How many people in the Middle East and Africa live like Angles and Saxons every day in this modern world, I ask myself.

Somehow, it has been helpful for me to know this, to remind me that the upheaval in the world is not new.  It is not unique to 2015.  It has always been this way.  There have always been barbarians.  There have always been people savagely killed.  Knowing this has given me some strange comfort.  Life continues, even if it is without you....or me.

The difference is that in modern life I know, I am reminded almost constantly, of the nastiness, brutishness and shortness of others' lives.

During the spring semester, I am also planning to teach 1984, so I have the idea of a society in which there are no rights swirling in my head, where every decision is rooted in fear, thereby stripping people of their ability to think, to feel, to be who they are.  Sounds a bit like Beowulf---a people living in fear---and yet one was written in 1000 AD and the other in 1948.

In an effort to stem fear, we turn to absolutes.  This is the right way; that is the wrong way.  Even something as seemingly absolute as "Thou shall not kill" isn't really absolute, is it, at least in my non-God understanding of life?  Would it be absolutely wrong for a Syrian father to kill someone in an effort to save and protect his child?

I cannot say it is absolutely safe or unsafe to bring Syrian refugees into the US any more than I can say it is absolutely right or wrong to do so.  I cannot absolutely classify Muslims as terrorists when I see so many school children (or moviegoers or grocery shoppers) in the US  being held captive or being shot by non-Muslim gunmen who are mentally ill or harboring a grudge against whatever it is they harbor a grudge against.

There are degrees of terrorism.  Syria, Lebanon, Israel, and Nigeria suffer extreme degrees.  The US, at least at this day and time, suffers to a lesser degree.

Parisians were attacked by fundamentalist Muslims, but Muslims are regularly attacked by fundamentalist Muslims.  Muslims are not dangerous, but I very much think fundamentalism can be.

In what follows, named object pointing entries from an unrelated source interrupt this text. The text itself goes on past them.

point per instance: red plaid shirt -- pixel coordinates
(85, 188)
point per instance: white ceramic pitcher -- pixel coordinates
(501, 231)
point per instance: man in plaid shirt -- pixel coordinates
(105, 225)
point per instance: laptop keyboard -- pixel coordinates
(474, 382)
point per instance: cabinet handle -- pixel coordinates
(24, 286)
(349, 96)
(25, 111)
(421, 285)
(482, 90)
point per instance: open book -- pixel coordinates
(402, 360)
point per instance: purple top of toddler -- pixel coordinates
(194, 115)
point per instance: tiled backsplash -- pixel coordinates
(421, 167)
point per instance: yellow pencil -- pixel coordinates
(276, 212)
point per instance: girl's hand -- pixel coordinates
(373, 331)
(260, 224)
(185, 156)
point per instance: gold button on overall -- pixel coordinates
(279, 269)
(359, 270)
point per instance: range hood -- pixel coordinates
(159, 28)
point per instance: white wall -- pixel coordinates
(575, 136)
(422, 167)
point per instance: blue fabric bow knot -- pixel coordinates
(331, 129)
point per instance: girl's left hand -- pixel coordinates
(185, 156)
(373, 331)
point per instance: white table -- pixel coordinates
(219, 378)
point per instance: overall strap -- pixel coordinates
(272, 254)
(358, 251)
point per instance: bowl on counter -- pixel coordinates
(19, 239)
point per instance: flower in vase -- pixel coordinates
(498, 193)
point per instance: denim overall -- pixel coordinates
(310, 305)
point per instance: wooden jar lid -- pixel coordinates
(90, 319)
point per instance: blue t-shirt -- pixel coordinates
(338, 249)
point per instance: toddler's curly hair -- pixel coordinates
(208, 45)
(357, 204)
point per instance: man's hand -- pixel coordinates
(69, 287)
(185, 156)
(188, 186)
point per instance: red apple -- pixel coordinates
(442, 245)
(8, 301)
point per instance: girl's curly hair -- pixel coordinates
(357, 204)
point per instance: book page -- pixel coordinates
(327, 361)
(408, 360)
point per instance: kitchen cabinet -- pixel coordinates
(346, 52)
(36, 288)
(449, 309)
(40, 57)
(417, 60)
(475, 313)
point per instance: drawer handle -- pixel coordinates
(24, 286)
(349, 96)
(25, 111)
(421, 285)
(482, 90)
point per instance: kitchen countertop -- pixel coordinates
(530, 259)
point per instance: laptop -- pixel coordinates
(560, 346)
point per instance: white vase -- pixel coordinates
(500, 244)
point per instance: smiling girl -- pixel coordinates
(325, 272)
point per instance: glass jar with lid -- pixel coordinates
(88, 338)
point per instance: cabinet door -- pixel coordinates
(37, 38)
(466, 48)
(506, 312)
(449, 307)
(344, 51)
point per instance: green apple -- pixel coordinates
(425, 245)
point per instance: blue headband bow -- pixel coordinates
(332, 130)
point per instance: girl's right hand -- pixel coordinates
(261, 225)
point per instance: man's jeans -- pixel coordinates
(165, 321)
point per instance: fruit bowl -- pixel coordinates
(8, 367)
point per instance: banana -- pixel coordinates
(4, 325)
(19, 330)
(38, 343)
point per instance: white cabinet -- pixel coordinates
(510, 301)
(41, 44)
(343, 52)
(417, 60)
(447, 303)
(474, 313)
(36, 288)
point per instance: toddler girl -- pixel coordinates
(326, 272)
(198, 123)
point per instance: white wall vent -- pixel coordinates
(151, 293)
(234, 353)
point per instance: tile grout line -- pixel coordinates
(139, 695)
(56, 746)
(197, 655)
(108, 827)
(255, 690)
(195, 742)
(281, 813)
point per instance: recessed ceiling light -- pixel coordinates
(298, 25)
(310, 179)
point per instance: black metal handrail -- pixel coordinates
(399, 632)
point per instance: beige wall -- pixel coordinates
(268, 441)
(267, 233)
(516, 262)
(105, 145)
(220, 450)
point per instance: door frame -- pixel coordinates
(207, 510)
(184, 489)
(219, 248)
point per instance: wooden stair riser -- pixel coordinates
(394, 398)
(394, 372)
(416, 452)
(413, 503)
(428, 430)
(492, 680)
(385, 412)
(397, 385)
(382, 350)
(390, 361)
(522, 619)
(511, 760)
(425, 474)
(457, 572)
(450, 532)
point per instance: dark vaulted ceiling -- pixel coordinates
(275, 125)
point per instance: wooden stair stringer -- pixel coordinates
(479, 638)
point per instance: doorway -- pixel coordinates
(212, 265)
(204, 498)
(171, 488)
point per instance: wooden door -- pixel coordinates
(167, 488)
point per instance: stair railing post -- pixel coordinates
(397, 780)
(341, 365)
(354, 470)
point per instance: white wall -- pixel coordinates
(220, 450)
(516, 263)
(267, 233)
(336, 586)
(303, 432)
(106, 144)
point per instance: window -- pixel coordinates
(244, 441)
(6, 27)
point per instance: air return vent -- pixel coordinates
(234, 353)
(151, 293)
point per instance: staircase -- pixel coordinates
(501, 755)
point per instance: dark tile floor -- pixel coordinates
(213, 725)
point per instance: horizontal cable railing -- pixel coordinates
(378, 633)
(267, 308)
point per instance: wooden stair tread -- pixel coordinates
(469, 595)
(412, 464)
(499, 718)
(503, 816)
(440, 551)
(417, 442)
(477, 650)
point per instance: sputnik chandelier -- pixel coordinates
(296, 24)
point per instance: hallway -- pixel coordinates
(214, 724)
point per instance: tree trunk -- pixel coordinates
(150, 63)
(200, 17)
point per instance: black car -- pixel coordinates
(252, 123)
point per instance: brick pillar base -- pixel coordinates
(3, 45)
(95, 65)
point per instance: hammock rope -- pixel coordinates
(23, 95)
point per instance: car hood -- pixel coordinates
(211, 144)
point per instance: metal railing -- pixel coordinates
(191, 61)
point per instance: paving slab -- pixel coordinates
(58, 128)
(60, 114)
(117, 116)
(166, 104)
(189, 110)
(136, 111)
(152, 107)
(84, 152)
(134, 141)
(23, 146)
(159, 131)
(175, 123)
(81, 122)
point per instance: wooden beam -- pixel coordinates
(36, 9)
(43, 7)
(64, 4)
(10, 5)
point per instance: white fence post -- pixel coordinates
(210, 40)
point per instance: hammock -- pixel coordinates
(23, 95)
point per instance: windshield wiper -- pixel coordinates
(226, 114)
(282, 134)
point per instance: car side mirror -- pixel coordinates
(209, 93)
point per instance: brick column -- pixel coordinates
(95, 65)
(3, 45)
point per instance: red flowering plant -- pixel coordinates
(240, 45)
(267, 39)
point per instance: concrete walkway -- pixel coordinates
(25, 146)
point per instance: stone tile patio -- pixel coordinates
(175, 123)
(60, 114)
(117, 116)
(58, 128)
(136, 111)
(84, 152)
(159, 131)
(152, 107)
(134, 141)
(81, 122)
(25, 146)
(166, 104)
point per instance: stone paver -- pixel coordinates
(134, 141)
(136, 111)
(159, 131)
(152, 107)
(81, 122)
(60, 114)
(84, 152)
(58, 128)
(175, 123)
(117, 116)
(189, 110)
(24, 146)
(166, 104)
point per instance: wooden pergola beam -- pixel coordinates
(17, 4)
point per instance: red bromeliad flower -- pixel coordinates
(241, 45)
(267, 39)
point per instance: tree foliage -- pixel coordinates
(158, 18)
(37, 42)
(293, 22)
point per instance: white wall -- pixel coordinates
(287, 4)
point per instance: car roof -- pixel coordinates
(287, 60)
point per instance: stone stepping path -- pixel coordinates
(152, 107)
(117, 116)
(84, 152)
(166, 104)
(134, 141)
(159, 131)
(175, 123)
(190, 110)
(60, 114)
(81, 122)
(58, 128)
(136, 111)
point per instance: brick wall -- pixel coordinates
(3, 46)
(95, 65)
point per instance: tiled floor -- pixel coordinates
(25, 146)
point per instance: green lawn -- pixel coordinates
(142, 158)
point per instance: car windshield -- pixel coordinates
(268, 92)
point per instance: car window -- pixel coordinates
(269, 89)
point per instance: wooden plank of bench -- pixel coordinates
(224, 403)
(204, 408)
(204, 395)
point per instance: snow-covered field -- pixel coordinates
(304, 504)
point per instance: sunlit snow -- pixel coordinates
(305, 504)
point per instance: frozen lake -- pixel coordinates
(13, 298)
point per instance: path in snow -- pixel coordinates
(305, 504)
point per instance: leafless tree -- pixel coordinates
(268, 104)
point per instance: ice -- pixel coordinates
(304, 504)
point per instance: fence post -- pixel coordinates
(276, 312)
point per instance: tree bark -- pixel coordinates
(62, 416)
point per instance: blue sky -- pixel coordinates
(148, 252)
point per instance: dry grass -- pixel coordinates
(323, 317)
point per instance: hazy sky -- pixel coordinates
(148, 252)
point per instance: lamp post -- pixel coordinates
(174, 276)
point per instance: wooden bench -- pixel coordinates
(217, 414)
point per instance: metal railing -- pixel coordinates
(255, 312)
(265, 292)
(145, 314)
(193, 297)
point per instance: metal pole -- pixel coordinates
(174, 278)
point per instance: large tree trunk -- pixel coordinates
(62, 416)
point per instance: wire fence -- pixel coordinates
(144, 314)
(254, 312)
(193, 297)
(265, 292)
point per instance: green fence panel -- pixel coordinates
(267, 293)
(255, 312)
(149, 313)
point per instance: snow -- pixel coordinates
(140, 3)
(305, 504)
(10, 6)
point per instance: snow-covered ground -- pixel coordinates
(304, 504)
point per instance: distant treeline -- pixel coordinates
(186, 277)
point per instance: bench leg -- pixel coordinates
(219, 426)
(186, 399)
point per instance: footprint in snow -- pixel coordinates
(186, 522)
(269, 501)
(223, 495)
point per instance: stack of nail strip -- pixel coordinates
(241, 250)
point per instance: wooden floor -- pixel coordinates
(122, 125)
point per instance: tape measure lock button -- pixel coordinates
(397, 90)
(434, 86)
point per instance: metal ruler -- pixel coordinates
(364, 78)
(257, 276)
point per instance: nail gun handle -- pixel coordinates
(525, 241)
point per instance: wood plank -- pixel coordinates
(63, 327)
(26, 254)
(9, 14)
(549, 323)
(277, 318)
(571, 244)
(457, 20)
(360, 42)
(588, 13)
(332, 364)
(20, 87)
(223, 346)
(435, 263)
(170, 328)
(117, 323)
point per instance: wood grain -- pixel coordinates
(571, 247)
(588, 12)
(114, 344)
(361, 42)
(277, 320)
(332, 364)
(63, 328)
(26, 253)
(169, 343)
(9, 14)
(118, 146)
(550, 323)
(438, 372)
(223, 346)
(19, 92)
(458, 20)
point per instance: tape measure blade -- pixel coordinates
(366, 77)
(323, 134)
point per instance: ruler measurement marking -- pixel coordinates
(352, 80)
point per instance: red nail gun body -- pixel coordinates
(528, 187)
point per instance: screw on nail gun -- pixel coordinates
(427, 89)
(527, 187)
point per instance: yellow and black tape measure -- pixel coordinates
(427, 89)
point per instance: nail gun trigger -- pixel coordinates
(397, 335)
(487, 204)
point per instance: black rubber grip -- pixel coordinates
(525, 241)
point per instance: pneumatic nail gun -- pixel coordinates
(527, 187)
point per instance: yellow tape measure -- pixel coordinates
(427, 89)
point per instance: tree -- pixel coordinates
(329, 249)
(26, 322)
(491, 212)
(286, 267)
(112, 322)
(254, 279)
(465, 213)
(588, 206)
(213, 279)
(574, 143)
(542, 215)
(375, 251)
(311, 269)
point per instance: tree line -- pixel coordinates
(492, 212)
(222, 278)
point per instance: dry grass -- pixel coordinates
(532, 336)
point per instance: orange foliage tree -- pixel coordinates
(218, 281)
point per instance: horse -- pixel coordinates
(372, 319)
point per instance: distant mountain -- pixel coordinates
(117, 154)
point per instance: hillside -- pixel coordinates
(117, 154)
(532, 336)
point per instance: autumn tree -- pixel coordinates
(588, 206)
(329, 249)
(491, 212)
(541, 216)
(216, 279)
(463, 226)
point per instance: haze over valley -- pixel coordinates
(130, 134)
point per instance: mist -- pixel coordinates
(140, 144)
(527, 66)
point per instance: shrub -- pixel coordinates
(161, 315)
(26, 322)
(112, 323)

Even if it is the Christian version.
Especially if it is the political version.

Fear is tyranny, and it is why terrorists utilize it so effectively.  The amygdala is the most primitive system in our brains, which is why it is our automatic "go to" response when we feel threatened.  It takes a considerable amount of effort on the part of the frontal cortex to respond in any other way.

There is very little I can do except learn....

*by listening to what secularism has meant to "others" in Paris and how this can foment anger.

*by learning about Molenbeek in Belgium.

*by seeing why Syrians are fleeing their country.

*by being reminded of other victims of rampant genocide and how that played out.

Since I am going to die, by the hands of terror or natural causes, I hope I have compassion in my heart when it happens.